Digital rights groups and news associations are slamming a judge's recent ruling that Time, Yahoo and other publishers may have infringed copyright by embedding a tweet that contained a photo in news stories.

The decision "has already created substantial uncertainty for media organizations, citizen journalists, educators, artists and activists," the News Media Alliance, Association of Magazine Media, Scripps Company, Electronic Frontier Foundation and Public Knowledge argue in a friend-of-the-court brief filed this week with U.S. District Court Judge Katherine Forrest in New York.

The groups are urging Forrest to allow Time, Yahoo and the other companies to immediately appeal her recent decision. The dispute centers on a photo of New England Patriots quarterback Tom Brady taken in July 2016 by photographer Justin Goldman. He uploaded the picture to Snapchat, following which other users posted the photo to Twitter. After the photo appeared on Twitter, news sites including those operated by Time, Gannett, Breitbart and Yahoo embedded the Tweet in articles.

Goldman sued the news companies last year, arguing that they infringed his copyright by displaying the photo on their sites. The news organizations asked Forrest to dismiss the lawsuit. They argued that they didn't "display" Goldman's photo for purposes of copyright law because the tweet, including the embedded image, was hosted on Twitter's servers.
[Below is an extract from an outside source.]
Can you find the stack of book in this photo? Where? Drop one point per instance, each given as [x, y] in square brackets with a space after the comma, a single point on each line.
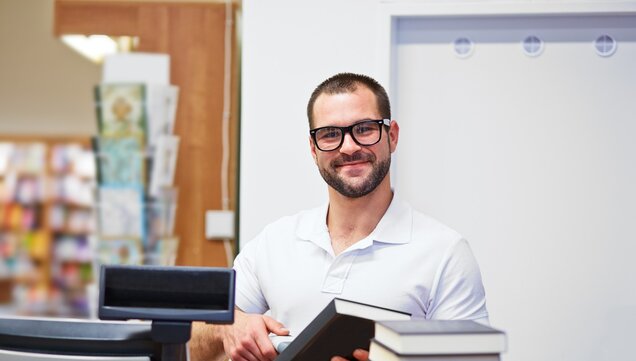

The publishers pointed to an 11-year-old decision by the 9th Circuit Court of Appeals in a matter pitting adult entertainment company Perfect 10 against Google. In that case, the appellate court ruled that Google's search engine didn't infringe copyright by creating "in-line" links to outside pages that contained unlicensed photos. Those in-line links allowed users to view the photos without leaving Google, but the images themselves remained on outside companies' servers. The decision in that case hinged on the fact that the infringing images were not stored on Google's servers.

Forrest rejected the news companies' argument, characterized in court papers as the "server test." She ruled last month that there was no basis for the location of the image to determine whether its display on a news site may have infringed copyright.

Time, Yahoo and the other defendants now want to immediately appeal that decision to the 2nd Circuit. They argue that online publishers have relied on the idea that embedding content doesn't raise the prospect of liability, provided that the content is stored on outside companies' servers.

The News Media Alliance, EFF and other outside organizations are supporting the publishers' request. The earlier ruling "was met with widespread consternation because if it is indeed the law, then media organizations, social media platforms and Internet users must now substantially alter the ways in which they display content online," the groups write.

They argue that the so-called "server test" -- or the idea that only the platforms that host content are liable for copyright infringement -- allowed news sites to "quickly and freely report on matters and to disseminate news and information to the public without risking copyright infringement claims."

The groups add that Forrest's ruling doesn't just affect news organizations, but could also have an impact on bloggers, activists and other web users. Those groups may now have to "devote substantial time to determine whether third party content is protected by copyright, thus delaying the dissemination of newsworthy content."

Goldman recently opposed the publishers' request for an immediate appeal. Forrest has not yet said when she plans to rule on the request.